Ares Acquisition Corporation II (the “Company”), a special purpose acquisition company formed for the purpose of entering into a combination with one or more businesses, today announced the closing of its initial public offering of 45,000,000 units at a price of $10.00 per share and the sale of an additional 5,000,000 units at $10.00 per share pursuant to the underwriters’ partial exercise of their over-allotment option. Total gross proceeds from the offering were $500 million before deducting underwriting discounts and commissions and other offering expenses payable by the Company.

The Company’s sponsor is a subsidiary of Ares Management Corporation (“Ares”) (NYSE: ARES), a leading, global alternative investment manager with approximately $352 billion of assets under management as of December 31, 2022. The Company’s management team is led by David B. Kaplan, as Chief Executive Officer and Co-Chairman of the Board of Directors, and Michael J Arougheti as Co-Chairman of the Board of Directors.

The Company’s units began trading on the New York Stock Exchange under the ticker symbol “AACT.U” on April 21, 2023.

Citigroup and UBS Investment Bank acted as joint book-runners and representatives of the underwriters for this offering, and CastleOak acted as co-manager. The offering was made only by means of a prospectus. Copies of the final prospectus related to the offering may be obtained from: Citigroup Global Markets Inc., c/o Broadridge Financial Solutions, 1155 Long Island Avenue, Edgewood, NY 11717, Telephone: (800) 831-9146; and UBS Securities LLC, Attention: Prospectus Department, 1285 Avenue of the Americas, New York, New York 10019, Telephone: (888) 827-7275 or email: ol-prospectus-request@ubs.com.

A registration statement relating to the securities became effective on April 20, 2023 in accordance with Section 8(a) of the Securities Act of 1933, as amended. This press release shall not constitute an offer to sell or the solicitation of an offer to buy, nor shall there be any sale of these securities in any state or jurisdiction in which such offer, solicitation or sale would be unlawful prior to registration or qualification under the securities laws of any such state or jurisdiction.

About Ares Acquisition Corporation II

Ares Acquisition Corporation II (“AACT”) is a special purpose acquisition company sponsored by a subsidiary of Ares, a leading global alternative investment manager. Having completed a $500 million initial public offering in April 2023, the Company seeks to effect a merger, share exchange, asset acquisition, share purchase, reorganization or similar business combination and is expected to benefit from its affiliation with Ares through access to corporate relationships, industry sector expertise and value creation capabilities. For more information, please visit: www.aresacquisitioncorporationii.com.

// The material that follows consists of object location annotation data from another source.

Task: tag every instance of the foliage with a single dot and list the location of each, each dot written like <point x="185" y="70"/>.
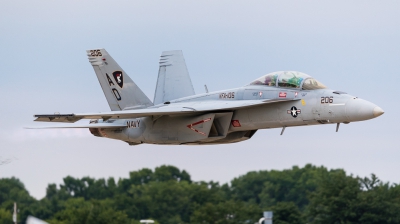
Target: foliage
<point x="168" y="195"/>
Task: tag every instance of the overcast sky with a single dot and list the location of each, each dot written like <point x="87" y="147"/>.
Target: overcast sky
<point x="351" y="46"/>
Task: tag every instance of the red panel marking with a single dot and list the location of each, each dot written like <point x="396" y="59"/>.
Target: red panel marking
<point x="196" y="123"/>
<point x="236" y="123"/>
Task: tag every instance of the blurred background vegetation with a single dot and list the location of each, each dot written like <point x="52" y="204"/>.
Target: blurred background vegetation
<point x="168" y="195"/>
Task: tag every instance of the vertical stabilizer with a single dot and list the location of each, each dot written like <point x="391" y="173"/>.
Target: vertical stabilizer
<point x="120" y="91"/>
<point x="173" y="78"/>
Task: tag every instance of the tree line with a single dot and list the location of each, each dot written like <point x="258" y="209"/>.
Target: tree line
<point x="168" y="195"/>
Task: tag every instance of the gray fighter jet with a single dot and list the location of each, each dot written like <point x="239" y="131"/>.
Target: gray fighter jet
<point x="179" y="116"/>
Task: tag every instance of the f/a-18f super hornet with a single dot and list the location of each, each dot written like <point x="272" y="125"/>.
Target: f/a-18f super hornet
<point x="179" y="116"/>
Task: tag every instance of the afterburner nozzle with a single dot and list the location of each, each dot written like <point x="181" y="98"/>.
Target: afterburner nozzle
<point x="359" y="110"/>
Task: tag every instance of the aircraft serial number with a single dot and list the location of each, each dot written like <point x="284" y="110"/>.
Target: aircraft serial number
<point x="229" y="95"/>
<point x="327" y="99"/>
<point x="95" y="53"/>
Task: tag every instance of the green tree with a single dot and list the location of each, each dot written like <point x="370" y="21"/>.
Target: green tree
<point x="226" y="213"/>
<point x="286" y="213"/>
<point x="79" y="211"/>
<point x="5" y="216"/>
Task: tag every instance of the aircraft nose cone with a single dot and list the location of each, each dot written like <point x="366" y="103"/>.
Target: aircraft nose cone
<point x="378" y="111"/>
<point x="359" y="110"/>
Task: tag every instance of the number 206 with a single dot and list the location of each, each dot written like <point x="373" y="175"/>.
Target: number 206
<point x="327" y="99"/>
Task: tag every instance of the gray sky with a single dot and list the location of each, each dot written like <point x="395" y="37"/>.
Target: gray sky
<point x="351" y="46"/>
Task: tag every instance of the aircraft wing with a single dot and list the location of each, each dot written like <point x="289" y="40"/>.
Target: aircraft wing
<point x="166" y="109"/>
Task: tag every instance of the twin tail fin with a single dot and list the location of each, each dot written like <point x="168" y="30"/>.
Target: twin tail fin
<point x="120" y="91"/>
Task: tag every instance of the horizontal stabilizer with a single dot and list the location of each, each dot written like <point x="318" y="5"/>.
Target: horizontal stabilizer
<point x="166" y="109"/>
<point x="96" y="125"/>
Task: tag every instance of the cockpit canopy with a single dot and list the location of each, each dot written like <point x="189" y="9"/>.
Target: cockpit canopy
<point x="289" y="79"/>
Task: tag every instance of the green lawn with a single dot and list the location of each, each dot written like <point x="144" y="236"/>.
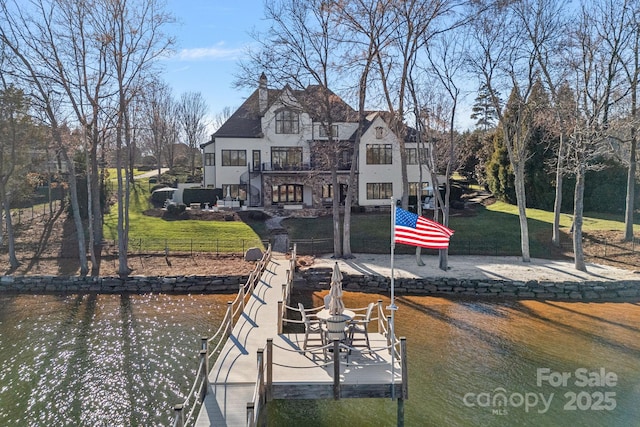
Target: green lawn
<point x="494" y="230"/>
<point x="152" y="233"/>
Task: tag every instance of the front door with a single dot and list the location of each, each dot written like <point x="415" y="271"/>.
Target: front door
<point x="256" y="160"/>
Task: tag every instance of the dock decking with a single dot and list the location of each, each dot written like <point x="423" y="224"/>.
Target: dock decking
<point x="295" y="374"/>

Cautionary Note Concerning Forward-Looking Statements

This press release contains statements that constitute “forward-looking statements,” including with respect to the anticipated use of the net proceeds. No assurance can be given that the net proceeds of the offering will be used as indicated. Forward-looking statements are subject to numerous conditions, many of which are beyond the control of the Company, including those set forth in the Risk Factors section of the Company’s registration statement and prospectus for the Company’s offering filed with the Securities and Exchange Commission (“SEC”). Copies are available on the SEC’s website, www.sec.gov. The Company undertakes no obligation to update these statements for revisions or changes after the date of this release, except as required by law.